VCD: Mitigating Object Hallucinations in Large Vision-Language Models through Visual Contrastive Decoding

This is the official repo for Visual Contrastive Decoding, a simple, training-free method for mitigating hallucinations in LVLMs during decoding without utilizing external tools.

🔥 Update

[2023-11-29]: ⭐️ Paper of VCD online. Check out this link for details.
[2023-11-28]: 🚀🚀 Codes released.

🎯 Overview

We introduce Visual Contrastive Decoding (VCD), a simple and training-free method that contrasts output distributions derived from original and distorted visual inputs.
The new contrastive probability distribution for decoding is formulated as follows:

$$p_{vcd}(y \mid v, v', x) = softmax[ (1+\alpha)\times logit_\theta (y \mid v, x) - \alpha \times logit_\theta(y \mid v', x)],$$

The proposed VCD effectively reduces the over-reliance on statistical bias and unimodal priors, two essential causes of object hallucinations.

🕹️ Usage

Environment Setup

conda create -yn vcd python=3.9
conda activate vcd
cd VCD
pip install -r requirements.txt

How to Use VCD in LVLMs

The two core function of VCD, adding noise to images and generating text based on VCD sampling, are found in the vcd_utils folder. Scripts for using VCD sampling in LLaVA, InstructBLIP, and QwenVL are located in VCD/eval. We have annotated some key changes with ## cd_comment for easy location using ctrl+f.
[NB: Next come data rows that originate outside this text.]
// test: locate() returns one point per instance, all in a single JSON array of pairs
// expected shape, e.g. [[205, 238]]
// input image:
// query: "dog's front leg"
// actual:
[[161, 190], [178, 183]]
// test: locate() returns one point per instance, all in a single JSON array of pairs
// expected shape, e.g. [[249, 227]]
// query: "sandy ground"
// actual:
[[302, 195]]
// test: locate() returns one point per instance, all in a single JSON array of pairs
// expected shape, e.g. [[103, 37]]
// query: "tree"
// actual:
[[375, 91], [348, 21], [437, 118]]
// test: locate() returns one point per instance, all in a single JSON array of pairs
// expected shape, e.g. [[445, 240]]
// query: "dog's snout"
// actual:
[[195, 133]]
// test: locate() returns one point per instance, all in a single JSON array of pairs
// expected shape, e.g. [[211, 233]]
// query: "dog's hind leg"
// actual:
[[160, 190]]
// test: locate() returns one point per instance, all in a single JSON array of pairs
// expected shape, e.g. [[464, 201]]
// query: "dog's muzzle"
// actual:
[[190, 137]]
To help you get started quickly, here's an example using LLaVA on how to replace the conventional sampling method with the VCD method during generation:

Add the following at the beginning of the start-up script:

from vcd_utils.vcd_sample import evolve_vcd_sampling
evolve_vcd_sampling()

The evolve_vcd_sampling function replaces the sampling function in the transformers library. The modified sampling function includes an option for visual contrastive decoding, while keeping the rest unchanged.

Slightly modify llava_llama.py:

a. Add contrastive decoding parameters in the LlavaLlamaForCausalLM class's forward function to avoid exceptions in model.generate.

b. Add the prepare_inputs_for_generation_cd function.
Add noise to the image:

from vcd_utils.vcd_add_noise import add_diffusion_noise
image_tensor_cd = add_diffusion_noise(image_tensor, args.noise_step)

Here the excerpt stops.